Some of the substances that are released from the gums when they are inflamed can destroy brain cells and lead to memory loss. Brain deterioration can happen when gingivitis occurs, and the bacteria in the mouth spread through the nerve channels and enter the bloodstream.

Cardiovascular Disease and Oral Health

Many people might question how the heart and teeth are connected. It is increasingly common to hear that you need to have great oral health for a healthy heart. There is evidence of two specific links between gum disease and heart disease.

Studies show that people with moderate or advanced start gum disease are more likely to have heart disease. And, your dentist can often spot a range of diseases and conditions from the condition of your teeth and gums - including those in the heart.

What Happens If You Don’t Get Regular Dental Cleanings?

Teeth cleaning are an essential part of your dental hygiene routine and can help in the fight against gum disease and another dental disease. Regular teeth cleaning will remove hardened plaque, tartar, and other stains. This is important because even with a strict oral routine, there will be food debris that flossing and brushing can’t reach. Many people skip having this treatment as they believe that their own routine is enough.

It is recommended that you have your teeth professionally cleaned twice a year.

If these are missed, you will see an increase in gum disease, where the plaque and tartar are irritated the gum line. Hard white plaque, brown tartar, and dental stains are all very difficult to remove by yourself. However, during your regular cleaning, your dentist can take care of it for you. These build-ups can lead to bad breath that no amount of cleaning and brushing will remove.

Tooth loss is a common occurrence for those who do not take care of their teeth. Hardened plaque, tartar, and bacteria will cause pockets around the teeth. These pockets will inflame the gums causing them to swell. When left, this will often lead to tooth loss.

Cavities and tooth decay can occur underneath the build-up of tartar and plaque. This is because the build-up is almost impossible to remove by yourself. >

Typical dental cleanings will involve the following:

  • Initial examination of the teeth and gums
  • Removal of the plaque and tartar
  • Polishing of the teeth
  • Deep flossing
  • Where required, a fluoride treatment
  • Eduction on improving oral hygiene or recommendations for future care

Cleaning is a vital part of the maintenance that can ensure you are taking care of your teeth the best way possible. The best thing about dental cleaning is that it is never too late to ask your dentist for an appointment. Getting your oral hygiene back on track is the best way to protect yourself in the future.
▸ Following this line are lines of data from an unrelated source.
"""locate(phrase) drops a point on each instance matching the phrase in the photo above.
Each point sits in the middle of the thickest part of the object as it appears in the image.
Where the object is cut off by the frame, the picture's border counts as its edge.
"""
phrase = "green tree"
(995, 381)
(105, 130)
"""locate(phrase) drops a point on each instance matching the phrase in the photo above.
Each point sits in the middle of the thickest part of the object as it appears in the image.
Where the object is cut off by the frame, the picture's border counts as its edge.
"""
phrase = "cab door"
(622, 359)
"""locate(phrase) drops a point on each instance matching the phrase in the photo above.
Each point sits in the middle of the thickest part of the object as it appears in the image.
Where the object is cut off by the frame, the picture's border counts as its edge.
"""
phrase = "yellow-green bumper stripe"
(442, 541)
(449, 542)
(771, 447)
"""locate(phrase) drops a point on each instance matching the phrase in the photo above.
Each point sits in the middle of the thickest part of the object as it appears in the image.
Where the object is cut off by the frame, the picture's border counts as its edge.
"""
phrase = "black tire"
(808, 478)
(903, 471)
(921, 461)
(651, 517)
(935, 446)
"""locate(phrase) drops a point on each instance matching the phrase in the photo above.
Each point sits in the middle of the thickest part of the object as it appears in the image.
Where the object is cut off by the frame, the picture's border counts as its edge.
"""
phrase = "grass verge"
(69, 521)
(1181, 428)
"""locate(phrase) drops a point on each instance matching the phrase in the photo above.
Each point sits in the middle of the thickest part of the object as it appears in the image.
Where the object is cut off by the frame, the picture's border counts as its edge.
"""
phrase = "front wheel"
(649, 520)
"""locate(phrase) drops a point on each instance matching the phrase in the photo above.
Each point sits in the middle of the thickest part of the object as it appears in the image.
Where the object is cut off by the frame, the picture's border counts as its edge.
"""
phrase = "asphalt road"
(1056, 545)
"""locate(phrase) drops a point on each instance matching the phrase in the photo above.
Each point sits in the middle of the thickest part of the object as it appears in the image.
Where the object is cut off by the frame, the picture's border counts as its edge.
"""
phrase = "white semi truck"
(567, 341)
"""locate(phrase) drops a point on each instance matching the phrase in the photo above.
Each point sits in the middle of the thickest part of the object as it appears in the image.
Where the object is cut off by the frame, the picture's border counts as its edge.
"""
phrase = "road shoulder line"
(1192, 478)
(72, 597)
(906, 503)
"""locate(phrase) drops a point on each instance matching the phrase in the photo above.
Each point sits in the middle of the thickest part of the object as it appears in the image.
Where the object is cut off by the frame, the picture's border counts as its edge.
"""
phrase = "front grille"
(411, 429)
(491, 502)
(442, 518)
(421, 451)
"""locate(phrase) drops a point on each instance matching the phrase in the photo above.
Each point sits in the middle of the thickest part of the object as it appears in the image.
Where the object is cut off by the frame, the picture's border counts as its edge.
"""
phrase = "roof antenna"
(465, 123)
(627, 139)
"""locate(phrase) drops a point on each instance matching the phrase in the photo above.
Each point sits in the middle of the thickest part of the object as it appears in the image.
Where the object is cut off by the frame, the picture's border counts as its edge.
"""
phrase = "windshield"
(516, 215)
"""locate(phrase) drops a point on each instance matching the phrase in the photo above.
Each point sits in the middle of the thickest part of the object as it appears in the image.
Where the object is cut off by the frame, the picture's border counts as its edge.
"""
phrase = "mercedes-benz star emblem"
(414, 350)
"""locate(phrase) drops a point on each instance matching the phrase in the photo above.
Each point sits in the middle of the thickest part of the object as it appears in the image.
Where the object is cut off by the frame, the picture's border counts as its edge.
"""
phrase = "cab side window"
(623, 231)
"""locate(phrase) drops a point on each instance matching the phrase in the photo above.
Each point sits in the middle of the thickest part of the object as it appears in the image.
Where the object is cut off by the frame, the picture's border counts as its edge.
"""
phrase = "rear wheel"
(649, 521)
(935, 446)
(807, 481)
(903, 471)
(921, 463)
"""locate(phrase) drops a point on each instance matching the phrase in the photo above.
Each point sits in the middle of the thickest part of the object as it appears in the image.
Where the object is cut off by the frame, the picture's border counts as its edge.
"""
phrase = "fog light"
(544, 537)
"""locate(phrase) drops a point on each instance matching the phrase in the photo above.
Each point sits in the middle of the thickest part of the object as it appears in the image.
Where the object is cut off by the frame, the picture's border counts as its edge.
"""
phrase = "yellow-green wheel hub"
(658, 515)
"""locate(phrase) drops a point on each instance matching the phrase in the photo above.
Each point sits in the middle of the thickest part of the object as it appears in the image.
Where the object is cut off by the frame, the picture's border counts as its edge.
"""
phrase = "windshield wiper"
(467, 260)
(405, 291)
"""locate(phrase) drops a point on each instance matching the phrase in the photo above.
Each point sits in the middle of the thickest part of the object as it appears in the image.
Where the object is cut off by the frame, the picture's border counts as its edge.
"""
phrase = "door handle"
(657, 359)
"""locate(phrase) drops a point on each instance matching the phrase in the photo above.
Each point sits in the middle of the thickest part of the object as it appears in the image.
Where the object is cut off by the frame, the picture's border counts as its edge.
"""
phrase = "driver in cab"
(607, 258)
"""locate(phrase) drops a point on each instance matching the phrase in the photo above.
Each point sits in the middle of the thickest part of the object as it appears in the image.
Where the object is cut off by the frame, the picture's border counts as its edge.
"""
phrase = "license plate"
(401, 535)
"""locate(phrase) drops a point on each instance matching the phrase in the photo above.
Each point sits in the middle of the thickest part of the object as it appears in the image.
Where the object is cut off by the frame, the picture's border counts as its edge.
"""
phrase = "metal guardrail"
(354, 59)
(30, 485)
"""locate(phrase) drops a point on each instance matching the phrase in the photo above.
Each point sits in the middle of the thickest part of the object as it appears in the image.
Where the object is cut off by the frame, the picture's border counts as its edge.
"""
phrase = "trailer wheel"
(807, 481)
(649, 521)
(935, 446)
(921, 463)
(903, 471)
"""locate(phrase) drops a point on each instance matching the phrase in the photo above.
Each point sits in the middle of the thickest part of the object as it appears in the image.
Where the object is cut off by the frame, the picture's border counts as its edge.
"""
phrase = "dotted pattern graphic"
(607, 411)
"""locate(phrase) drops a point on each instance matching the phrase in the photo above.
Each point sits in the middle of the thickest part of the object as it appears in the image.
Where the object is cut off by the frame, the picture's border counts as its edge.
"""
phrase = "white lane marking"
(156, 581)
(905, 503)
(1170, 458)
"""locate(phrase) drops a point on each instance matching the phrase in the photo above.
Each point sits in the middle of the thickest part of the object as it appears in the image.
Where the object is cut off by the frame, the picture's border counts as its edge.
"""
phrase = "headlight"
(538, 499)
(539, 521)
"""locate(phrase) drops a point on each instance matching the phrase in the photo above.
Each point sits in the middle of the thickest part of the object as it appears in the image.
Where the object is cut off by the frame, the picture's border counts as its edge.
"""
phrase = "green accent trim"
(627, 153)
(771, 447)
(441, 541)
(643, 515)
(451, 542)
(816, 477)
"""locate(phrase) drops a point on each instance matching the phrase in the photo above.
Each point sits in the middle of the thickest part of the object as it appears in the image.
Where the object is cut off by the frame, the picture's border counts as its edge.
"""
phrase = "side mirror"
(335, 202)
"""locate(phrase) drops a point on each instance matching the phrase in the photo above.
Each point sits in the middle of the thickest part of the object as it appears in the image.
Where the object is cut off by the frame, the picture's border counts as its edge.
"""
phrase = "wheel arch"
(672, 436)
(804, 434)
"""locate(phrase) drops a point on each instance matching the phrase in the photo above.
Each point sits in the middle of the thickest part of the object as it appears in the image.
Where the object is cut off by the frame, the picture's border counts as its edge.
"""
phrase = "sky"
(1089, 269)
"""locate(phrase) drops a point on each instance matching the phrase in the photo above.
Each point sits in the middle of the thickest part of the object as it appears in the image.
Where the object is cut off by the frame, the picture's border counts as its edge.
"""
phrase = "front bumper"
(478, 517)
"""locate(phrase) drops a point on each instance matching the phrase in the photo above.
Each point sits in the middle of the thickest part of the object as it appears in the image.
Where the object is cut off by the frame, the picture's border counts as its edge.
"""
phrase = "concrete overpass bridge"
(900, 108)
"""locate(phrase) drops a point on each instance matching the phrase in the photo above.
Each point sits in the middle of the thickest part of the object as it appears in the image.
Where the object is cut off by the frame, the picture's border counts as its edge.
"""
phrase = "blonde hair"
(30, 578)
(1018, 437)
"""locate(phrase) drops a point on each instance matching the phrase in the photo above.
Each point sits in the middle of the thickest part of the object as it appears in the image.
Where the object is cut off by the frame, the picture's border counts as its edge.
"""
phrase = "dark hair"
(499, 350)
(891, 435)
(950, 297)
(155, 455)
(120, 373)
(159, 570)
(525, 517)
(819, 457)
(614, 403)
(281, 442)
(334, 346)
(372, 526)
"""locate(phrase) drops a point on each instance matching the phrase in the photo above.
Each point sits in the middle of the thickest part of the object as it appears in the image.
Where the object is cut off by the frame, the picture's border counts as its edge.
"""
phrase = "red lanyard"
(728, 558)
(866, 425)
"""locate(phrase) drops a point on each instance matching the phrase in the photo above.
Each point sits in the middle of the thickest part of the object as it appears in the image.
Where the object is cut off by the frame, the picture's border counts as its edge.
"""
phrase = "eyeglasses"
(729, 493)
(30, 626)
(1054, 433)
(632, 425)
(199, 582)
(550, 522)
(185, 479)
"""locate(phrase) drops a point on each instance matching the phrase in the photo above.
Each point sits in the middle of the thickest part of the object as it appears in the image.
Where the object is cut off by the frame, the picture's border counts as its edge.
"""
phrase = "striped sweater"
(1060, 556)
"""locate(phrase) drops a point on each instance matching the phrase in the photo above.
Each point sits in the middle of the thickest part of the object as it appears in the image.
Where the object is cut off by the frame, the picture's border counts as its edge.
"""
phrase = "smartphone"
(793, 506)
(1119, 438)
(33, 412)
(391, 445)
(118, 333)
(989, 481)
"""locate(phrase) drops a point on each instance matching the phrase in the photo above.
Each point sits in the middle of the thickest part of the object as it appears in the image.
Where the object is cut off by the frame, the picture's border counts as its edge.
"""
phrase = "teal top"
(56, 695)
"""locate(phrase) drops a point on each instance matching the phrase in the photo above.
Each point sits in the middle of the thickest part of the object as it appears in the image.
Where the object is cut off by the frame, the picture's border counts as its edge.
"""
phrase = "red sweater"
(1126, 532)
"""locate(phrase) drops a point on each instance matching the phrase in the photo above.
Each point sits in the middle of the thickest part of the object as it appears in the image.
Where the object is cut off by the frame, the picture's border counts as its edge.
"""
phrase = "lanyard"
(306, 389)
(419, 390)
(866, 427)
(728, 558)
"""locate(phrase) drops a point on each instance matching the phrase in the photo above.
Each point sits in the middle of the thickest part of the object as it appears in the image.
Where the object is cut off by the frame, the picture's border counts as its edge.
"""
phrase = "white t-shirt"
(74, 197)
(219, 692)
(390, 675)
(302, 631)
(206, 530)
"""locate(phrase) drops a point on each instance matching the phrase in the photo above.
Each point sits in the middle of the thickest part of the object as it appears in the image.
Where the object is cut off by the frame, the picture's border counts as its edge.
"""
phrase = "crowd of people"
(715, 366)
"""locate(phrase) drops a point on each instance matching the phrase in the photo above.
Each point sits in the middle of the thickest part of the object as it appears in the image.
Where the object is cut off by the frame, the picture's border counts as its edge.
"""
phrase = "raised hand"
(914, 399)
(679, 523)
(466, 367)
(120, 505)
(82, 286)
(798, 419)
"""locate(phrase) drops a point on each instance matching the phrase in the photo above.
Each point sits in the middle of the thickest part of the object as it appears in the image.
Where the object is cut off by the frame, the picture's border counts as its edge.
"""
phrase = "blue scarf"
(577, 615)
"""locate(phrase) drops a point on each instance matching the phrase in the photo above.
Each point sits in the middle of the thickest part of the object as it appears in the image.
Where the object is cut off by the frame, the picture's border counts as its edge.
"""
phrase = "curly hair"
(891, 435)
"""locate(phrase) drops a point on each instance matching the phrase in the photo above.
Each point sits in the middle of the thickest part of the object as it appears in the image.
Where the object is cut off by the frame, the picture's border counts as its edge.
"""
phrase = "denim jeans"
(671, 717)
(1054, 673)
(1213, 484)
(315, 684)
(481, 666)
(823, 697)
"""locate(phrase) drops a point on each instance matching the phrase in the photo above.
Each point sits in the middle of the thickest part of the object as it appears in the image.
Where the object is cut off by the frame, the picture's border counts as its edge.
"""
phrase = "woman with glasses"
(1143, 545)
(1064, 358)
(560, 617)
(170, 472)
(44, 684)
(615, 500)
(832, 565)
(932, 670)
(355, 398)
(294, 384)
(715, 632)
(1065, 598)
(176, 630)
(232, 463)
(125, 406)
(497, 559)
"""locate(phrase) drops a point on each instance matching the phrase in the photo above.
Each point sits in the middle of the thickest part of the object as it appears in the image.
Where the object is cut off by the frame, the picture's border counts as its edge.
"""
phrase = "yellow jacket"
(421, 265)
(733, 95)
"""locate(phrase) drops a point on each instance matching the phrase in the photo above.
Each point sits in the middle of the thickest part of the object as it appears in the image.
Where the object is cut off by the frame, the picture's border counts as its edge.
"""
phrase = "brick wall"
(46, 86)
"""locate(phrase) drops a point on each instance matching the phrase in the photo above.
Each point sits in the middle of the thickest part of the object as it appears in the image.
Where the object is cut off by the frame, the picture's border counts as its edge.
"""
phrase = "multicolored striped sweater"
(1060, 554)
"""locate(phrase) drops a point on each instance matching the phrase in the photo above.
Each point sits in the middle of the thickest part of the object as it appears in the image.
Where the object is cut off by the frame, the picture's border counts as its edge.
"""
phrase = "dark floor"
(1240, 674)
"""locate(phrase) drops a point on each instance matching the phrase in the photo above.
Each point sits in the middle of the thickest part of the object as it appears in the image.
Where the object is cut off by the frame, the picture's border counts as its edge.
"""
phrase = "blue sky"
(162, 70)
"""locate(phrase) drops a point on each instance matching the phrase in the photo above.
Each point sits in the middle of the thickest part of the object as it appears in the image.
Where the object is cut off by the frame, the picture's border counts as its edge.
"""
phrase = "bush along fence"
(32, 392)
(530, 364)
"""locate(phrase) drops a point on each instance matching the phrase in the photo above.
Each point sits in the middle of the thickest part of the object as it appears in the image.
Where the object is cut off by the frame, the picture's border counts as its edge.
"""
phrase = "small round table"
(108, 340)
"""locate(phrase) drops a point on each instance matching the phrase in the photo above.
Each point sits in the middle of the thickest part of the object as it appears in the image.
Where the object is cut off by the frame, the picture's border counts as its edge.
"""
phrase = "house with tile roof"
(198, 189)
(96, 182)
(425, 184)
The True Value of Oral Health

Much like our homes and our cars, if we don’t do regular maintenance on them, the overall cost, in the end, is always much more expensive. And, in the case of dental might have more paint too. If we put off taking care of our oral health, it isn’t just our pockets that will feel the pinch on the final bill.

Many diseases can have a negative impact on our overall health too. Research shows more and more that our oral health is linked to our overall health - which is something that you simply cannot put a price on.

Oral health has been linked to diabetes complications, high blood pressure, stroke, and heart attack. There is also the possibility to increase your risk of stomach ulcers due to a bacteria called H. Pylori. This bacteria can be present when there is not a suitable oral hygiene routine in place.

Without the proper care for your teeth and gums, you are introducing a wide range of harmful bacterial and substances into your bloodstream. These bad bacteria are shown to have disastrous effects on your health and well-being.

When you have the opportunity to take care of your oral health with good hygiene and the help of your dentist. Preventive care and acting on symptoms is the best thing that you can do for your long-term health and great looking teeth. The true value of oral health is priceless.